Teriakan Wanita Dalam Kosan Bikin Polisi di Bulukumba Digiring Propam

Sempat terjadi perlawanan di balik pintu kosan.

oleh FauzanDiterbitkan 20 Agustus 2026, 17:17 WIB
Anggota Polres Bulukumba Diamankan Propam

Liputan6.com, Jakarta - Anggota Polri berinisial Bripda AS diamankan Propam setelah diduga hendak memerkosa seorang wanita berinisial NA (26) di sebuah indekos di Kecamatan Ujung Bulu, Kabupaten Bulukumba, Sulawesi Selatan. Polisi yang bertugas di Satuan Samapta Polres Bulukumba itu kini menjalani pemeriksaan intensif.

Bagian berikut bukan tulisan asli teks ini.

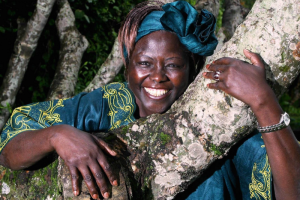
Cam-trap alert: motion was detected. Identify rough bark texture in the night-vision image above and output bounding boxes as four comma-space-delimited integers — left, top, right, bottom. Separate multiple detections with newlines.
48, 0, 88, 100
58, 0, 300, 199
195, 0, 220, 18
84, 38, 123, 92
2, 0, 300, 199
0, 0, 55, 130
207, 0, 249, 62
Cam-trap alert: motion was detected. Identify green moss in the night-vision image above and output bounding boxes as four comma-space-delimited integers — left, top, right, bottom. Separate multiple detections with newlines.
0, 160, 62, 200
210, 144, 222, 156
159, 132, 171, 145
279, 66, 291, 72
231, 115, 241, 126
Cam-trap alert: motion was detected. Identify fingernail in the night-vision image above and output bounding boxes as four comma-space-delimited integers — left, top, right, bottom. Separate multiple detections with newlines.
103, 192, 109, 199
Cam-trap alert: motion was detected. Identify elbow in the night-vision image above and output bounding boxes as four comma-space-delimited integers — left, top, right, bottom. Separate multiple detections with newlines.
0, 153, 10, 168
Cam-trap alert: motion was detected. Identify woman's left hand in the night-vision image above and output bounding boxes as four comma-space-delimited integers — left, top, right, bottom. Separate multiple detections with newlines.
203, 50, 274, 107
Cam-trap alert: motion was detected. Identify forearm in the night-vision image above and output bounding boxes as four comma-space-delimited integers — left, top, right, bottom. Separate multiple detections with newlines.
0, 125, 62, 170
252, 97, 300, 199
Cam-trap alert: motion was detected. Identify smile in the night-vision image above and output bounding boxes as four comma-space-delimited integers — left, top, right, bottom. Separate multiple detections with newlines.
144, 87, 169, 97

Kasi Propam Polres Bulukumba Iptu Andi Panangrangi membenarkan adanya laporan tersebut. Dia mengatakan Bripda AS diamankan pada Kamis (20/8/2026) setelah NA melaporkan dugaan percobaan pelecehan seksual yang dialaminya.

"Yang bersangkutan sudah diamankan dan menjalani pemeriksaan di Mapolres Bulukumba," kata Panangrangi.

Kejadian itu bermula saat Bripda AS menghubungi NA melalui WhatsApp sekitar pukul 08.00 Wita. Mereka sebelumnya sudah berkenalan melalui media sosial TikTok.

Sekitar pukul 11.00 Wita, Bripda AS kemudian mendatangi rumah kos NA. Saat berada di dalam kamar, Bripda AS sempat masuk ke kamar mandi sebelum kemudian berbaring di atas kasur.

Ketika NA hendak berangkat kerja dan mengambil kunci sepeda motor di dekat pintu, Bripda AS diduga menariknya masuk ke dalam kamar. Bripda AS kemudian menutup pintu dan mendorong NA ke belakang pintu hingga terjadi tarik-menarik.

"Tindakan tersebut membuat korban curiga dan kemudian berteriak meminta pertolongan kepada warga sekitar," jelasnya.

Bakal Jalani Pemeriksaan Kejiwaan

Setelah kejadian tersebut, Bripda AS diamankan Propam Polres Bulukumba. Dia kemudian menjalani pemeriksaan untuk mendalami dugaan pelanggaran disiplin maupun kode etik profesi Polri.

Iptu Andi mengatakan Bripda AS saat ini berada dalam pengawasan Propam dan akan menjalani penahanan selama tujuh hari untuk kepentingan pemeriksaan. Propam juga akan berkoordinasi dengan pihak terkait untuk memeriksa kondisi kejiwaan Bripda AS.

"Untuk pemeriksaan kejiwaan, kami akan berkoordinasi dengan pihak terkait. Hal ini dilakukan karena selama proses pemeriksaan, yang bersangkutan menunjukkan sikap yang dinilai tidak lazim," ujarnya.

Menurut dia, pemeriksaan kejiwaan diperlukan untuk memastikan kondisi Bripda AS secara objektif. Pemeriksaan tersebut juga menjadi bagian dari pendalaman perkara yang sedang ditangani.

Propam Polres Bulukumba menegaskan akan memberikan tindakan tegas jika hasil pemeriksaan menemukan adanya pelanggaran. Namun, proses pemeriksaan masih berlangsung sehingga belum ada penentuan sanksi terhadap Bripda AS.

"Apabila dari hasil pemeriksaan terbukti adanya pelanggaran, tentu akan dilakukan tindakan tegas sesuai dengan ketentuan yang berlaku," tegasnya.

Iptu Andi juga mengapresiasi informasi dan pemberitaan masyarakat maupun media terkait perkara tersebut. Dia memastikan perkembangan kasus akan disampaikan setelah proses pemeriksaan dan pendalaman selesai.

"Kami mengucapkan terima kasih atas informasi dan pemberitaan yang disampaikan. Saat ini perkara masih dalam proses pemeriksaan dan pendalaman," jelasnya.